I would most closely equivocate Final Fantasy XIII to Final Fantasy X, the only other FF game that puts you on a linear path while pushing a mixed bag of voice acting. I’m wondering how many people are fans of both and how many are only fans of FFX, because to my recollection, FFX was better received overall. Is it because the battle system did not stray very far from its predecessors? Was the voice acting that much better? Was it the ability to physically control a summon? Or was the world and story just better fleshed out? It’s probably all of these.
The benefit of controlling all of your party’s characters (ala FFX) is to give you a taste of all possible abilities, spells, and attacks while nurturing a personal connection with each character. FFXIII does away with this to a large degree in that by the time your characters develop their few unique moves the player has already settled on the character they prefer to control and will likely stick to that one character. Therefore, specialized moves like “Highwind”, “Last Resort”, “Quake”, “Dispelga”, and character specific Eidolon summons never get used unless the player-controlled character uses these abilities him/herself. The automated AI party members will not use these special moves, which is why I stick to Lightning and her “Army of One” special ravager ability (also because I’m very clumsy as a defending sentinel character, and don’t want to play as a buff/healer-heavy character).
The voice acting was a little more mature in FFX - the lost-in-translation Japanese sighs and gasps at the tiniest of movements were not as noticeable. As Jessica Chobot of IGN put it, “There is more gasping sound effects in FFXIII than an 80s porn. I don’t know how much I can take before throwing it out the window.” This is due to Hope and Vanille’s dialog, which is mostly either constant annoyance or flood of overemotional whining. Snow’s character also suffers in personality as he is an obvious clone of Zell from FFVIII and is constantly repeating phrases about how he’s a hero. FFVII’s characters excelled because they were all tough, strong characters who revealed their softer, wounded sides only when appropriate. FFX’s voice acting also introduced an extra element: a second language called Al Bhed. Characters switched between Al Bhed and the game’s local language (English in my case) and the player could do side quests to eventually translate the Al Bhed subtitles, adding an extra layer to the game’s dialog. The mood fit better with the story as well. Most of the characters (except for Tidus and Rikku) were forlorn, tired, and brave for the sake of bravery. FFXIII’s characters, though faced with a terrible dilemma, still feel a bit shallow about the whole thing as if they’re just rolling with wherever the world takes them without reflecting any deeper than the idea that doing x = y and not doing x = z.

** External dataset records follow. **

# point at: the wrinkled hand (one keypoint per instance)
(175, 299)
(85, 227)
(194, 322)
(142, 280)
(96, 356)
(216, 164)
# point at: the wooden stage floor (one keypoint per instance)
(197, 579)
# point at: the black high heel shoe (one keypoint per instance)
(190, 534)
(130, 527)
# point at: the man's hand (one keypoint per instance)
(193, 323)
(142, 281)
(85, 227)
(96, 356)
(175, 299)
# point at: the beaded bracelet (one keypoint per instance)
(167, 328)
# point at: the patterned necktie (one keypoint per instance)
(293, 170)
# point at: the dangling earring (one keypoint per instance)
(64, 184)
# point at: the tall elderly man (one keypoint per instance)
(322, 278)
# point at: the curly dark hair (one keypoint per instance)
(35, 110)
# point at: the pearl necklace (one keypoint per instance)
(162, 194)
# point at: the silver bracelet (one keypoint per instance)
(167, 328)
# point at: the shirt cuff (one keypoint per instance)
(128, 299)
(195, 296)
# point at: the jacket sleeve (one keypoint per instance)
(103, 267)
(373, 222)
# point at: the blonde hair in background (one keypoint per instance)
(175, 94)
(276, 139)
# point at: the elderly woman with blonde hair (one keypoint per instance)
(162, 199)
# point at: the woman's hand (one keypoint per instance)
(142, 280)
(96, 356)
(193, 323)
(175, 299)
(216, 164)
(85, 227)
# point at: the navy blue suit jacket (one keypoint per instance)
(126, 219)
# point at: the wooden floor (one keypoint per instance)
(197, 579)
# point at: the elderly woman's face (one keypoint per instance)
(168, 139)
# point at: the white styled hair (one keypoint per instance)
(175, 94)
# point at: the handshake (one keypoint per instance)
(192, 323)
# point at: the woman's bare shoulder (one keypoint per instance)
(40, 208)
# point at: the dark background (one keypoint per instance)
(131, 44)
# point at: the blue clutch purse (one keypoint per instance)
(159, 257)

I am a firm believer that dialog which may sound great in speech bubbles translates terribly out loud, and FFXIII is a prime example of this. I curse the day JRPGs utilized full voice acting.

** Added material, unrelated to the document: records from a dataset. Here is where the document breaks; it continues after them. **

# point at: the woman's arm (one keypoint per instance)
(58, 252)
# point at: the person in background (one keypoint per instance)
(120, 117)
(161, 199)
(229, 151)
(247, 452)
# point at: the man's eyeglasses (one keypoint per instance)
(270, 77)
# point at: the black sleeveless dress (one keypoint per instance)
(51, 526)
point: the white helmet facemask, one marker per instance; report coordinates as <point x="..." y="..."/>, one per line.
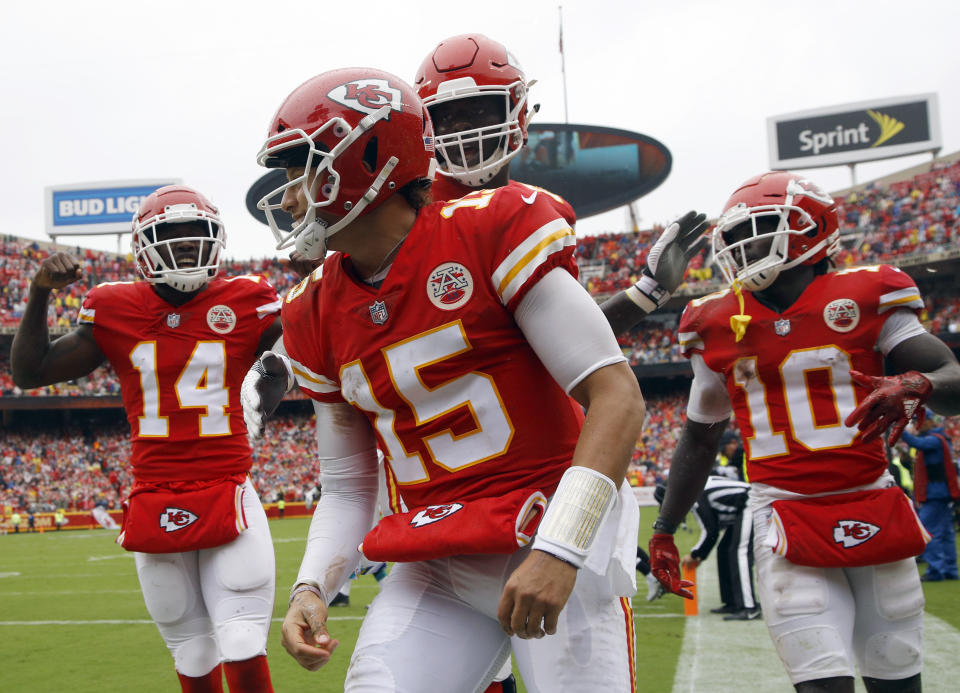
<point x="164" y="261"/>
<point x="319" y="183"/>
<point x="757" y="274"/>
<point x="506" y="137"/>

Character development was better in FFX as well. FFXIII gives players a good amount of information about the personalities and some background of the protagonists, but we really only know what they were doing up to a week before the game begins, with a few other tidbits here and there. FFX’s characters are delved much deeper, bringing insight not only into their pasts but into their views on life, duty, friendship, and the world - but in a way that felt individual to those characters. FFXIII’s characters feel more like generic anime characters with shallow ideas of friendship and all that but no ideas that could be considered specific to their character. And unfortunately, the villains in the game are not very fleshed out at all, especially compared to the humanity Sephiroth brought to JRPGs, the misconceptions of Sorceress Edea, and the way Kefka continually proved with each appearance that he was crazier than the last time you met him and willing to go farther and farther to acquire more power.
So with all these gripes why am I still enjoying FFXIII? Unfortunately, I can’t give a clear explanation, though I will say this: With all its flaws the game remains good by differentiating itself from its predecessors, and the linearity of the game works incredibly well with the constantly progressing on-the-run storyline. The ATB-only Paradigm control-one-character system is a great way to include battles and stat progression while eliminating the feeling of constant grinding, and the high level character-specific attacks are very satisfying. Past JRPGs often made battling enemies feel like a chore that impedes the story, but FFXIII’s system is fast-paced lets you focus on the story.
The game had me sold at two points, very spaced out from one another: My first fight with an Alpha Behemoth (the first challenging enemy that required paradigm shifts to strategize) and the arrival on Gran Pulse. The latter was so rich with atmosphere that it blew my mind a bit.
Give it a try, and if you don’t like it there’s always Lost Odyssey, Tales of Vesperia, and The Valkyria Chronicles.